Parker, a 41-year-old mother of five, said the same man – a non-Indian – abused many other young girls but was never charged. She said the abuse was never reported to police because, she said, they wouldn’t have bothered to investigate anyway.

“My story is one story, but there’s literally millions of stories like this, and even more extreme, because some are dead,” Parker said in an interview. “It’s engraved in most of our minds that at some point, your sister, your cousins or someone will be raped.”

AN AGENCY THAT APPEARS TO NEED EDUCATION ABOUT the effects of the trauma of losing one or both parents on children's developing brains is ICE -- U.S. Immigration and Customs Enforcement.

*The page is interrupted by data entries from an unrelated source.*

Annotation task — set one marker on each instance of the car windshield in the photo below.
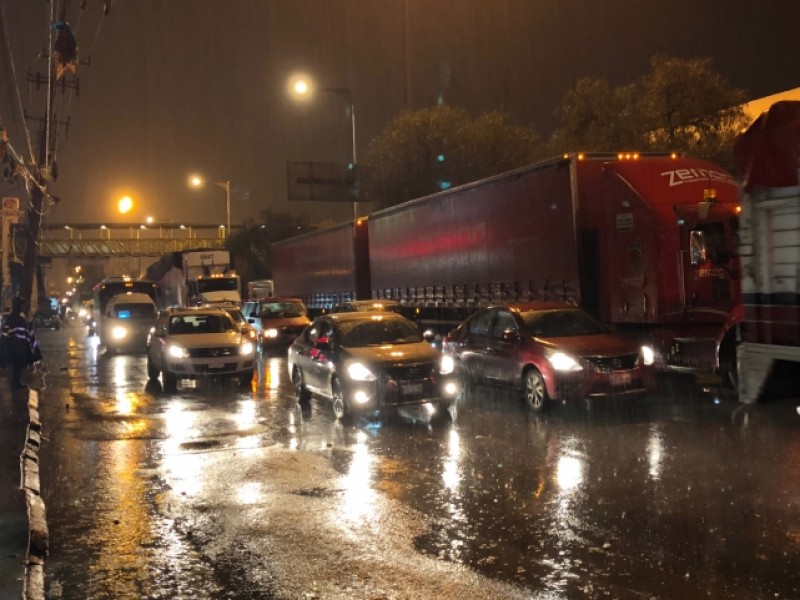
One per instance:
(135, 311)
(282, 310)
(236, 315)
(188, 324)
(380, 331)
(561, 323)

According reporter Seth Freed Wessler, who's written a gripping series about this issue for Colorlines, Felipe Bautista Montes is "among thousands of deported parents with children in foster care. And an unknown number of these mothers and fathers in recent years have lost parental rights because courts have ruled it’s not in the best interest of their children to be placed with undocumented or deported parents. The children are instead moved into adoption with U.S.-citizen families. These court decisions rattle established legal precedent but have nonetheless gained traction."
Wessler's been following Montes' case since February, when 21,000 people signed a petition to have Montes be reunited with his three sons in Mexico or the U.S. At the beginning of last week, Colorlines published a story about the day Montes was finally able to see his children for the first time in 21 months. For one hour. A court hearing that would address Montes' parental rights scheduled for last Friday has been postponed for two weeks.
Taking this approach has set up horrendous situations, exemplified by a Missouri case. Encarnacion Bail Romero, an immigrant from Guatemala, was separated from her baby when she was detained in an immigration raid four years ago. Even though she was detained and deported by mistake, the courts put her baby with foster parents who wanted to adopt her. Romero has been fighting for four years to get custody of her child. But for the last four years, that child has known only the American parents. Last month, the courts stripped Romero of her rights to be declared her son's mother, and allowed the American parents to adopt the child.
MEDICAL NEWS FROM MEDPAGETODAY shows that eight weeks of the meditative movement practice Qigong eases the pain of fibromyalgia; Tai chi helps temper the symptoms of chronic obstructive pulmonary disease (aka emphysema); more Americans are walking now than five years ago, but they're walking for a shorter time; kids have lower cholesterol scores now than 10-15 years agofewer teens are smoking -- between 2000 and 2011, tobacco use among high schoolers fell from about 34% to 23%, and from 15% to 7% among middle school students.